26 200 XVI
Vaststelling van de begroting van de uitgaven en de ontvangsten van het Ministerie van Volksgezondheid, Welzijn en Sport (XVI) voor het jaar 1999

nr. 41
BRIEF VAN DE STAATSSECRETARIS VAN VOLKSGEZONDHEID, WELZIJN EN SPORT

Aan de Voorzitter van de Tweede Kamer der Staten-Generaal

Den Haag, 7 december 1998

Hiermee wil ik u informeren over de opheffing van het Cluster Landelijke Homo/Lesbische Organisaties, kortweg het Homocluster.

Het Homocluster is in 1993 ontstaan als gevolg van de clusteroperatie onder begeleiding van de commissie BUC. In de loop van de afgelopen jaren is echter gebleken dat de opgelegde samenwerking bepaald geen succes is geworden. Het Homocluster heeft nooit rechtspersoonlijkheid bezeten, maar vormde een samenstel van een aantal rechtspersonen waarbij het COC fungeerde als subsidie-ontvanger. De beoogde meerwaarde is niet gerealiseerd.

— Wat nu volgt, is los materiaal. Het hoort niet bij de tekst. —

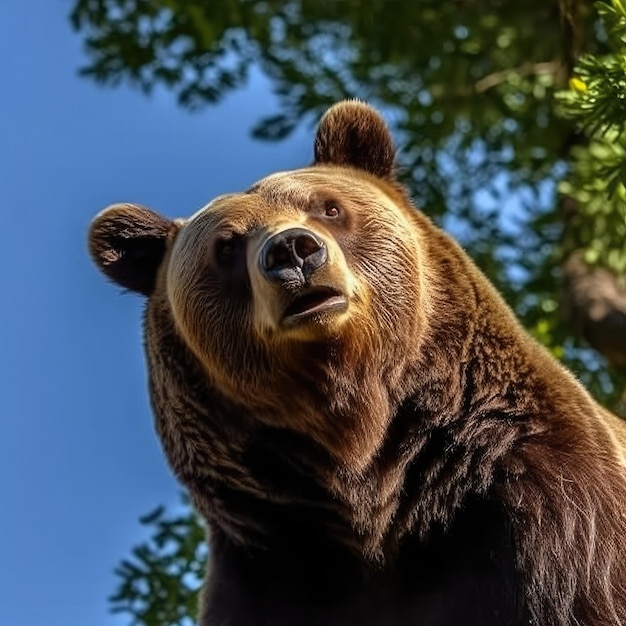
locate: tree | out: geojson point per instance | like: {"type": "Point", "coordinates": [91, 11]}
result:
{"type": "Point", "coordinates": [509, 116]}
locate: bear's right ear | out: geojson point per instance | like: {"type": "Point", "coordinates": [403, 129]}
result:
{"type": "Point", "coordinates": [352, 133]}
{"type": "Point", "coordinates": [128, 243]}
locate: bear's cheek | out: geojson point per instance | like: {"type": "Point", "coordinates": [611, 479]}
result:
{"type": "Point", "coordinates": [333, 283]}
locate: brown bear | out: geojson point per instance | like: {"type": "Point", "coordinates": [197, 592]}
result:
{"type": "Point", "coordinates": [371, 435]}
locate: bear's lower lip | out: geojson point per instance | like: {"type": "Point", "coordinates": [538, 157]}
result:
{"type": "Point", "coordinates": [311, 302]}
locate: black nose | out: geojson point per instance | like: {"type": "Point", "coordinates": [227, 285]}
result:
{"type": "Point", "coordinates": [292, 253]}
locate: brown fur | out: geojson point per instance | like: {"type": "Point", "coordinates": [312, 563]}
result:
{"type": "Point", "coordinates": [386, 430]}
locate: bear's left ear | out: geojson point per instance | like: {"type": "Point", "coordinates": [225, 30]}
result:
{"type": "Point", "coordinates": [128, 243]}
{"type": "Point", "coordinates": [354, 134]}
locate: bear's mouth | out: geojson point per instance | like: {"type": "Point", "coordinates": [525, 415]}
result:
{"type": "Point", "coordinates": [313, 301]}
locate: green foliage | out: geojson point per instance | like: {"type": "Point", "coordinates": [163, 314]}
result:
{"type": "Point", "coordinates": [159, 584]}
{"type": "Point", "coordinates": [596, 101]}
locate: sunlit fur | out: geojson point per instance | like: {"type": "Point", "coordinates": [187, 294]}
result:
{"type": "Point", "coordinates": [377, 430]}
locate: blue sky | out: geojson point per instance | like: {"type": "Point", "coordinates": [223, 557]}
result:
{"type": "Point", "coordinates": [79, 461]}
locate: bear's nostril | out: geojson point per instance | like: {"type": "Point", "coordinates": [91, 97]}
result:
{"type": "Point", "coordinates": [295, 249]}
{"type": "Point", "coordinates": [276, 256]}
{"type": "Point", "coordinates": [306, 245]}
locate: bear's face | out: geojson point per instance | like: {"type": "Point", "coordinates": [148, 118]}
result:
{"type": "Point", "coordinates": [316, 256]}
{"type": "Point", "coordinates": [295, 297]}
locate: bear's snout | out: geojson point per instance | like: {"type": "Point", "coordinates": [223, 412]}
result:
{"type": "Point", "coordinates": [292, 254]}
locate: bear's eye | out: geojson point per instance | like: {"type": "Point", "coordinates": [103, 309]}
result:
{"type": "Point", "coordinates": [331, 209]}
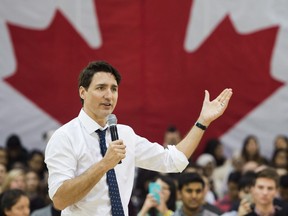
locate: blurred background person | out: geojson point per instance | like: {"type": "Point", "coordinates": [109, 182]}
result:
{"type": "Point", "coordinates": [172, 136]}
{"type": "Point", "coordinates": [14, 202]}
{"type": "Point", "coordinates": [16, 153]}
{"type": "Point", "coordinates": [15, 179]}
{"type": "Point", "coordinates": [191, 188]}
{"type": "Point", "coordinates": [281, 142]}
{"type": "Point", "coordinates": [34, 191]}
{"type": "Point", "coordinates": [215, 148]}
{"type": "Point", "coordinates": [167, 204]}
{"type": "Point", "coordinates": [3, 173]}
{"type": "Point", "coordinates": [251, 151]}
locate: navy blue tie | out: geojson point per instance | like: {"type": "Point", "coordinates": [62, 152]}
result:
{"type": "Point", "coordinates": [116, 204]}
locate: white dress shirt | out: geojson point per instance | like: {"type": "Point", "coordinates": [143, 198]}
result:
{"type": "Point", "coordinates": [74, 147]}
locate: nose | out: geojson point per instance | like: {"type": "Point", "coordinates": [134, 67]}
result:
{"type": "Point", "coordinates": [108, 94]}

Toen duidelijk werd dat deze vorm van samenwerking ook in de toekomst niet zou verbeteren, heeft mijn ambtsvoorganger in een overleg begin dit jaar met het Homocluster haar voornemen besproken om per 1 januari 1999 de instellingssubsidie te beëindigen. Hiervoor in de plaats heeft zij aangeboden homo-organisaties te willen faciliteren op projectbasis om daarmee de samenwerking op inhoudelijke in plaats van op organisatorische wijze te bevorderen. Hierdoor zouden ook goede initiatieven van andere landelijke homo-organisaties een kans krijgen. Het bedrag dat met de instellingssubsidie was gemoeid, – f 516 000 in 1998 – zou worden gereserveerd voor projectsubsidies aan organisaties die activiteiten uitvoeren die bijdragen aan het homo-emancipatiebeleid van VWS. Omdat hierdoor ook de constructie van het ene subsidie-adres vervalt, betekent dit tevens dat het Homocluster per 1 januari 1999 ophoudt te bestaan.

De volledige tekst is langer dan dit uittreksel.